Kasiarze zwykle prowadzili legalne biznesy, pralnie pieniędzy. W Warszawie należały do nich m.in. drukarnia przy ulicy Zielnej, czy kabaret „Czarny Kot”.

W przedwojennym podręczniku służby śledczej zapisano: „Zawód kasiarski, który jest koroną zawodów złodziejskich, rekrutuje się z przestępców wykwalifikowanych we wszelkich gatunkach roboty włamywacza.” Kasiarze znali się na mechanice, inżynierii, a nawet górnictwie. Dysponowali wyrafinowaną i nowoczesnym sprzętem, który pozwalał im pruć stal jak dyktę.
W II Rzeczypospolitej działało wielu specjalistów od rabowania sejfów. Popkultura pierwszeństwo przed innymi przyznała jednak niejakiemu Stanisławowi Cichockiemu, „Szpicbródce”. Był on dobrze znany policji, rozpisywały się o nim gazety. Wiele razy aresztowany, kilkukrotnie z aresztu uciekał. Miejsce jego urodzenia, a także data i miejsce śmierci nie są znane. Wywodził się z odeskiej szkoły złodziejskiej. W latach 20. i 30. działał na terenie Polski. Brał udział w skokach na kilka banków stolicy, m.in. Przemysłowców, Kredytowy i Dyskontowy. W przypadku tego ostatniego akcja została udaremniona przez policję. Był rok 1926. „Szpicbródka” nabył sklep z zabawkami przy ul. Niecałej , żeby podkopem dostać się do skarbca bankowego przy sąsiedniej ul. Fredry.
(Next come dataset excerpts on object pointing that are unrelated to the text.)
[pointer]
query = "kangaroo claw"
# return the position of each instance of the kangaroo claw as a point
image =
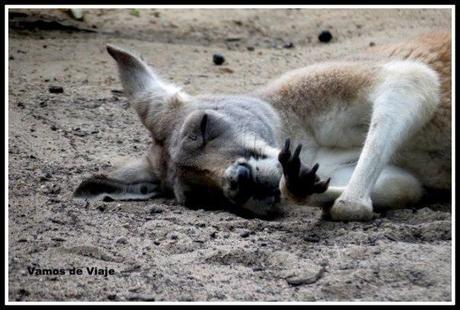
(300, 180)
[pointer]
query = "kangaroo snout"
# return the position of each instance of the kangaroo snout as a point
(246, 186)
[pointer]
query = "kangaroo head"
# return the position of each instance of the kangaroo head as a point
(210, 146)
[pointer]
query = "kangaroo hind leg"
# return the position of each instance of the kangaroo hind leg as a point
(132, 181)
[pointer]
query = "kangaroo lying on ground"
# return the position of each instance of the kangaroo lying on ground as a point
(378, 125)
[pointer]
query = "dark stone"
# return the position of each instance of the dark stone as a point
(56, 89)
(325, 36)
(218, 59)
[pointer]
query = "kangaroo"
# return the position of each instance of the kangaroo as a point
(378, 124)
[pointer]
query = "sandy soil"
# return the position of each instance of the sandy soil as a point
(163, 251)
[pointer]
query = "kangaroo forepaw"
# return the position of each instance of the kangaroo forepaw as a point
(300, 180)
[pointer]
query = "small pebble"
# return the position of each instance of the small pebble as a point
(155, 210)
(218, 59)
(56, 89)
(122, 240)
(245, 234)
(325, 36)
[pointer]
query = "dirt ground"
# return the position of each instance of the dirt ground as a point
(163, 251)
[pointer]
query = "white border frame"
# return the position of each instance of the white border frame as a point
(7, 7)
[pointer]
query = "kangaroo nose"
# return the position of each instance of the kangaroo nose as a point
(243, 174)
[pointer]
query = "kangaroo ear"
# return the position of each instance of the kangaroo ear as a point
(138, 78)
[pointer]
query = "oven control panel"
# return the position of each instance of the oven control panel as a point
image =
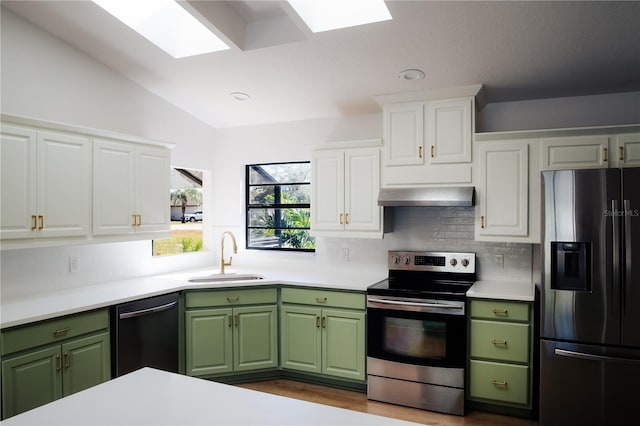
(432, 261)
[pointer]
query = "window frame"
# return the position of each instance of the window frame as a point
(249, 207)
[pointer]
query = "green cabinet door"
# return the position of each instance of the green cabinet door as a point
(343, 341)
(209, 341)
(31, 380)
(86, 363)
(300, 338)
(255, 337)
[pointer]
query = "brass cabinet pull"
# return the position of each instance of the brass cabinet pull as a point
(61, 331)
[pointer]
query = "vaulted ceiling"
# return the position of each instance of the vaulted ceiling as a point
(517, 49)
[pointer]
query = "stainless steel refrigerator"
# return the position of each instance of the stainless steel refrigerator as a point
(590, 331)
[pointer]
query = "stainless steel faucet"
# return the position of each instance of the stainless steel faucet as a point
(235, 250)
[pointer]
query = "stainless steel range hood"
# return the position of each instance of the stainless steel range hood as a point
(459, 196)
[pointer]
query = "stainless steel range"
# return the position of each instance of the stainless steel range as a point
(417, 330)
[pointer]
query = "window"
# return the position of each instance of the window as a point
(278, 206)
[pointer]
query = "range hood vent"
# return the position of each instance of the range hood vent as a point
(459, 196)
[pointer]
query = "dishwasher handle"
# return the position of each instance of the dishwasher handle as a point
(146, 311)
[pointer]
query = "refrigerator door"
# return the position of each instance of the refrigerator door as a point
(578, 207)
(588, 385)
(630, 270)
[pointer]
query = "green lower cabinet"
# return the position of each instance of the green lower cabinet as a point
(323, 341)
(44, 375)
(499, 382)
(225, 340)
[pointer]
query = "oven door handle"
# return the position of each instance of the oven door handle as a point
(418, 304)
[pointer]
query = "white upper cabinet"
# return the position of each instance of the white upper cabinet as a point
(627, 151)
(508, 191)
(449, 131)
(46, 178)
(575, 152)
(130, 188)
(427, 142)
(345, 185)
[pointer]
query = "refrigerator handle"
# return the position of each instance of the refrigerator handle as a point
(627, 257)
(593, 357)
(615, 250)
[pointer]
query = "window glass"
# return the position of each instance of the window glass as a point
(278, 206)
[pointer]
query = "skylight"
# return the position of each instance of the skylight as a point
(166, 24)
(325, 15)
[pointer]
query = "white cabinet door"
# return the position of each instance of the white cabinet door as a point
(327, 201)
(113, 187)
(131, 188)
(628, 150)
(362, 183)
(503, 188)
(153, 189)
(18, 182)
(64, 184)
(403, 128)
(575, 152)
(449, 131)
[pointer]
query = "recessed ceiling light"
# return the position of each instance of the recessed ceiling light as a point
(325, 15)
(240, 96)
(166, 24)
(411, 75)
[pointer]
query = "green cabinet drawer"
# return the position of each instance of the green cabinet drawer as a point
(231, 297)
(54, 330)
(323, 297)
(505, 310)
(499, 340)
(499, 382)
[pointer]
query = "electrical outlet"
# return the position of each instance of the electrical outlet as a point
(344, 254)
(73, 263)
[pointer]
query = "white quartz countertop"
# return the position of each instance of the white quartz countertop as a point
(153, 397)
(47, 305)
(505, 290)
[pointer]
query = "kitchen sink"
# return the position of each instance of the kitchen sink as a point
(215, 278)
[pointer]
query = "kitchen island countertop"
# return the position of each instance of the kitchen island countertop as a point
(153, 397)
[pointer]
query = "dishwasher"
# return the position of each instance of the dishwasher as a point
(144, 333)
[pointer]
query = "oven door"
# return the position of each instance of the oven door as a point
(417, 331)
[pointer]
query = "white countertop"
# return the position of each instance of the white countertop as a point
(45, 306)
(153, 397)
(505, 290)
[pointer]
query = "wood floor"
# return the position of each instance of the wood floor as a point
(358, 401)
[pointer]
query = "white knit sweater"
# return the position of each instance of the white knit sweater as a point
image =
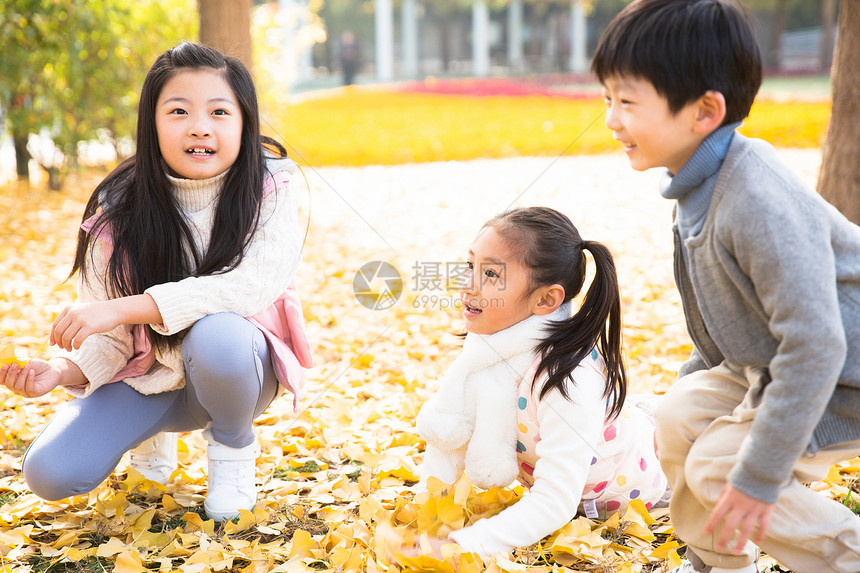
(267, 269)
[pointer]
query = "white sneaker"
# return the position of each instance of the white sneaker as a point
(687, 567)
(156, 457)
(231, 479)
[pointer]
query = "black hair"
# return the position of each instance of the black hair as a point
(685, 48)
(550, 247)
(138, 210)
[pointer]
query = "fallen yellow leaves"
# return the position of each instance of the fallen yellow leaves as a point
(335, 481)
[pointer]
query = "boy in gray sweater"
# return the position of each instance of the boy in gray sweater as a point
(769, 276)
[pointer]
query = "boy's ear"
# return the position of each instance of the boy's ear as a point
(711, 111)
(548, 299)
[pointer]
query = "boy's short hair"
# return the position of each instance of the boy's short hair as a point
(685, 48)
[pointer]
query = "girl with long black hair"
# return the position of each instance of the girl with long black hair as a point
(185, 318)
(538, 393)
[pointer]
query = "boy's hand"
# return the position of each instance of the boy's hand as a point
(738, 512)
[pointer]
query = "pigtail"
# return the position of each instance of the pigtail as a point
(554, 252)
(597, 324)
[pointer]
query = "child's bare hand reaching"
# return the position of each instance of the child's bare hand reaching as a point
(78, 321)
(34, 379)
(738, 512)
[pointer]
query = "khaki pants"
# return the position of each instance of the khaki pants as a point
(701, 424)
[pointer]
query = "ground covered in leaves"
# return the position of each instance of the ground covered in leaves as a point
(334, 481)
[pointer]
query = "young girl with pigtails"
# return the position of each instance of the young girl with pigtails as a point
(186, 316)
(538, 392)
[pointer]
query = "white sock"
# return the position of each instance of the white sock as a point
(751, 568)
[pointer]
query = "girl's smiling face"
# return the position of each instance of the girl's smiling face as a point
(498, 294)
(199, 124)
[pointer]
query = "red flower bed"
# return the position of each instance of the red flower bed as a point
(499, 87)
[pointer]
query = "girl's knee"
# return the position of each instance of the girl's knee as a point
(222, 346)
(50, 478)
(671, 411)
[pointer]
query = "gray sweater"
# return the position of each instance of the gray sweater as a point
(773, 280)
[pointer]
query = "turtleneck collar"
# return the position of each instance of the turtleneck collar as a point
(705, 162)
(193, 195)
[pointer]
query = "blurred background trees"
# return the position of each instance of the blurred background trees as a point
(71, 70)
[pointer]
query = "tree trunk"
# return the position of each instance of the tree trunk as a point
(774, 56)
(839, 179)
(22, 156)
(226, 26)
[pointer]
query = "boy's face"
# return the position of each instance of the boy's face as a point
(641, 121)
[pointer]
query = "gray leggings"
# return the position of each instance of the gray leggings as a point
(229, 382)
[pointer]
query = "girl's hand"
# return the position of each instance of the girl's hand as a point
(36, 378)
(433, 548)
(77, 321)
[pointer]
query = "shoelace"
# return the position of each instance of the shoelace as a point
(231, 472)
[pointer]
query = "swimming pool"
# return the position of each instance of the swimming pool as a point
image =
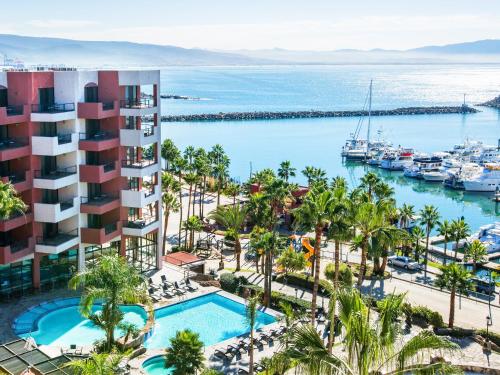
(156, 366)
(214, 317)
(60, 323)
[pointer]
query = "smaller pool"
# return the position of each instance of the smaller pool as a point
(60, 323)
(156, 366)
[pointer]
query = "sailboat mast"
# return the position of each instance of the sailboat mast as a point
(369, 120)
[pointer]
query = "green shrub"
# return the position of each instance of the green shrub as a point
(305, 282)
(231, 283)
(345, 274)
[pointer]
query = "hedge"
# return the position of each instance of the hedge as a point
(305, 282)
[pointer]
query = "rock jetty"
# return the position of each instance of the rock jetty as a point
(242, 116)
(493, 103)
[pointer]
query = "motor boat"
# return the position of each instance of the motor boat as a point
(487, 181)
(398, 161)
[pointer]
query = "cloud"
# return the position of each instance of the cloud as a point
(60, 23)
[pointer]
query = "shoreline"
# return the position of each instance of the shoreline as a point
(265, 115)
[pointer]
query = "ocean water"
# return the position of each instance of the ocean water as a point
(253, 145)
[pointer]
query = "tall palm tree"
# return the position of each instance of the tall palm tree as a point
(96, 364)
(113, 281)
(456, 279)
(233, 219)
(476, 252)
(285, 171)
(429, 218)
(314, 214)
(10, 203)
(251, 316)
(169, 152)
(445, 230)
(460, 230)
(370, 220)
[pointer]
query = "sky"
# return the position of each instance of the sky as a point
(258, 24)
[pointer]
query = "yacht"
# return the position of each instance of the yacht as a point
(488, 180)
(398, 161)
(421, 165)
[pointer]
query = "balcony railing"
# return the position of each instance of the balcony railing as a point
(98, 136)
(100, 200)
(137, 103)
(52, 108)
(141, 222)
(57, 239)
(14, 110)
(9, 143)
(134, 163)
(56, 173)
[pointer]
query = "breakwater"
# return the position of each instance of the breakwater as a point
(264, 115)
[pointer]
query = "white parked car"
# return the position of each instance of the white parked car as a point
(404, 262)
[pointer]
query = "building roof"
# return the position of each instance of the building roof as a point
(182, 258)
(16, 357)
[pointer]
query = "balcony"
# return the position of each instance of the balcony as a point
(101, 204)
(139, 168)
(99, 236)
(138, 107)
(15, 250)
(52, 146)
(14, 148)
(140, 198)
(98, 110)
(53, 112)
(57, 212)
(55, 179)
(100, 141)
(139, 137)
(140, 227)
(16, 220)
(21, 181)
(99, 173)
(57, 243)
(14, 114)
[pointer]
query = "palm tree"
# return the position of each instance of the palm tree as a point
(455, 278)
(10, 203)
(369, 343)
(185, 354)
(460, 230)
(169, 152)
(429, 217)
(113, 281)
(191, 225)
(417, 235)
(285, 171)
(97, 364)
(444, 229)
(476, 252)
(251, 315)
(233, 219)
(314, 214)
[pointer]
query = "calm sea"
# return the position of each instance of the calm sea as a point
(259, 144)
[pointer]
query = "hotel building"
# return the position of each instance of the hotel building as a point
(81, 148)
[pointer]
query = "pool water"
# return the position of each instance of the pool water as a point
(214, 317)
(156, 366)
(66, 326)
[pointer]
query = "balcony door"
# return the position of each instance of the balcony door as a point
(46, 97)
(91, 94)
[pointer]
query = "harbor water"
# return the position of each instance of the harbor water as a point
(253, 145)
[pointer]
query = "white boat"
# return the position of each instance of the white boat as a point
(435, 175)
(402, 159)
(488, 180)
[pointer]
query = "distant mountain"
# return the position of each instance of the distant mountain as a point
(35, 50)
(40, 50)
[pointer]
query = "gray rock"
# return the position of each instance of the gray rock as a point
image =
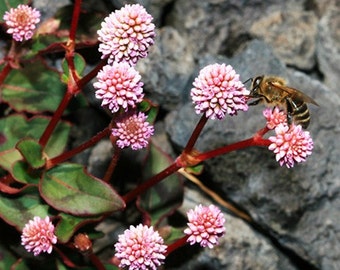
(299, 206)
(328, 47)
(167, 69)
(291, 34)
(240, 248)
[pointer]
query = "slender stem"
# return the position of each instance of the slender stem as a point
(195, 134)
(179, 243)
(67, 155)
(151, 182)
(93, 73)
(4, 72)
(55, 119)
(232, 147)
(96, 262)
(112, 164)
(75, 19)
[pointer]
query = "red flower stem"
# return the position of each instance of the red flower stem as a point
(96, 262)
(150, 183)
(93, 73)
(55, 119)
(179, 243)
(4, 72)
(67, 155)
(195, 134)
(75, 19)
(112, 164)
(254, 141)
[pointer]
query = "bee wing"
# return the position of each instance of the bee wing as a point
(295, 93)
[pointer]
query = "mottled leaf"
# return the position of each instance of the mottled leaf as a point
(68, 188)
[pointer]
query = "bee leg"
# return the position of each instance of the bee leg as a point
(255, 102)
(291, 107)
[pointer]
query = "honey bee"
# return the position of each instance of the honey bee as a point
(273, 91)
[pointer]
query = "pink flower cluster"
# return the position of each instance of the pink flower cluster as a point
(218, 91)
(291, 144)
(206, 225)
(133, 130)
(140, 248)
(119, 86)
(126, 34)
(21, 22)
(38, 236)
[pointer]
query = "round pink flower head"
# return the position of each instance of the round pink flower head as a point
(140, 248)
(119, 86)
(206, 225)
(21, 22)
(38, 236)
(126, 34)
(291, 144)
(133, 130)
(218, 91)
(274, 117)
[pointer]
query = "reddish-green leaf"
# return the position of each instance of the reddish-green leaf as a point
(6, 6)
(69, 224)
(17, 210)
(7, 260)
(15, 127)
(68, 188)
(23, 173)
(165, 197)
(31, 150)
(35, 88)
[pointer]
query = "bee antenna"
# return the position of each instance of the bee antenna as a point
(250, 79)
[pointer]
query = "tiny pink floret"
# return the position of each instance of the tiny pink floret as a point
(21, 22)
(140, 247)
(274, 117)
(218, 91)
(38, 236)
(205, 226)
(126, 34)
(133, 131)
(291, 144)
(119, 86)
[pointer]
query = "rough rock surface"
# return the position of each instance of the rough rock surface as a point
(297, 209)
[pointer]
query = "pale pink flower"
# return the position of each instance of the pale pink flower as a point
(274, 117)
(206, 225)
(291, 144)
(119, 86)
(218, 91)
(133, 130)
(140, 248)
(126, 34)
(38, 236)
(21, 22)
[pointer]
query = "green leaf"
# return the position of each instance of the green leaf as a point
(6, 6)
(69, 224)
(24, 174)
(31, 150)
(18, 210)
(79, 63)
(165, 197)
(15, 127)
(8, 158)
(7, 260)
(70, 189)
(34, 88)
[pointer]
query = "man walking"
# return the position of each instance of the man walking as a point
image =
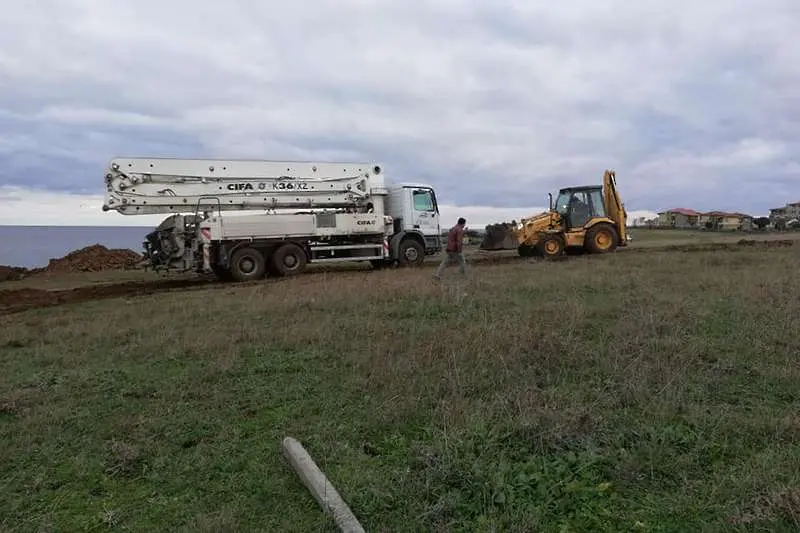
(454, 250)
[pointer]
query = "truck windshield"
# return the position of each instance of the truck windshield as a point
(423, 200)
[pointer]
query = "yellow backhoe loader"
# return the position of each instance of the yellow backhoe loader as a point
(591, 218)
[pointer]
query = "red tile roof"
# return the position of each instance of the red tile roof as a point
(683, 211)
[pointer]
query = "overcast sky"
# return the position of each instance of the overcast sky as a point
(694, 104)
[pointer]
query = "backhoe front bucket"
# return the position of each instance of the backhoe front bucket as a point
(499, 237)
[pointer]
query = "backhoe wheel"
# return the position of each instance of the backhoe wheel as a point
(289, 260)
(247, 264)
(601, 239)
(551, 246)
(411, 253)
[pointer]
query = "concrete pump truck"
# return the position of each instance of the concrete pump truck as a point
(288, 214)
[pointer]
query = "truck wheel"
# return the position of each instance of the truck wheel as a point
(222, 273)
(551, 246)
(289, 260)
(601, 239)
(247, 264)
(411, 253)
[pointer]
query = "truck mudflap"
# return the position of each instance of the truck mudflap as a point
(205, 242)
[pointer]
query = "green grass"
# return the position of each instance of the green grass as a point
(635, 392)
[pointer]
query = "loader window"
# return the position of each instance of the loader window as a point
(423, 200)
(579, 209)
(562, 204)
(596, 205)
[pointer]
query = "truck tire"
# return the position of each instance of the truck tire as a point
(288, 260)
(247, 264)
(601, 239)
(410, 253)
(551, 246)
(222, 273)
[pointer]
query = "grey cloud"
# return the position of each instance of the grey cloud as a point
(494, 103)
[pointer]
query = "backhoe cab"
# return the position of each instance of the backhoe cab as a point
(590, 218)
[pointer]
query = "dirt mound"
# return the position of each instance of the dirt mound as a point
(93, 259)
(9, 273)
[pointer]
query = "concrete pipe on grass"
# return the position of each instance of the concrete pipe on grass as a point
(321, 489)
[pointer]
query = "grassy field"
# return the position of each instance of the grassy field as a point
(632, 392)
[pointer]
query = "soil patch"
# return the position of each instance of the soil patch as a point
(94, 258)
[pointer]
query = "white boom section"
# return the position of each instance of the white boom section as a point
(143, 186)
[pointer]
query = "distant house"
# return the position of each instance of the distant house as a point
(679, 217)
(779, 215)
(713, 220)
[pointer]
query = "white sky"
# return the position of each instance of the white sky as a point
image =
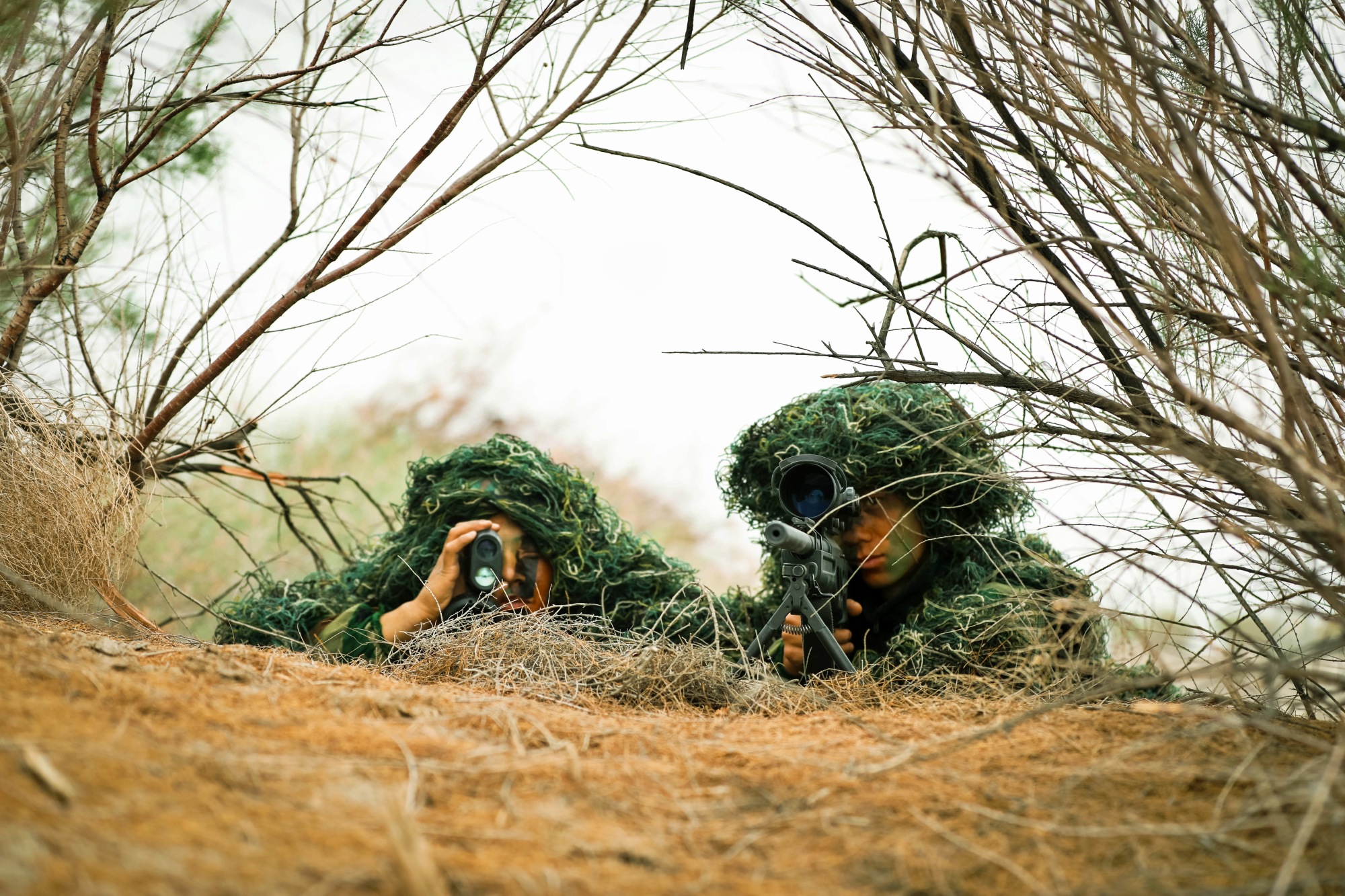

Najsłynniejszym jednak, ale także udaremnionym, skokiem bandy „Szpicbródki” miał być rabunek banku w Częstochowie. Po tym jak okradziono pewnego jubilera przy Nowym Świecie, policja zorganizowała obławę. Wkrótce dotarła do sprawców. Cichocki wpadł przy ul. Pańskiej. Znaleziono przy nim tajemniczą kopertę z napisem „Kr. N. Wog”. W środku znajdowała się m.in. niepozorna miedziana blaszka w kształcie ósemki. Jak się później okazało w toku śledztwa, miała ona blokować system alarmowy banku w Częstochowie. Ten motyw wykorzystano w filmie „Vabank”, tyle że w tym wypadku akcja w banku Kramera przy ulicy Kredytowej 6 kończy się powodzeniem.

W 1978 roku nakręcono film „Hallo Szpicbródka, czyli ostatni występ króla kasiarzy” z Piotrem Fronczewskim w roli tytułowej. W Teatrze „Syrena” jeszcze w lutym można oglądać musical pod tym samym tytułem, będący adaptacją filmu.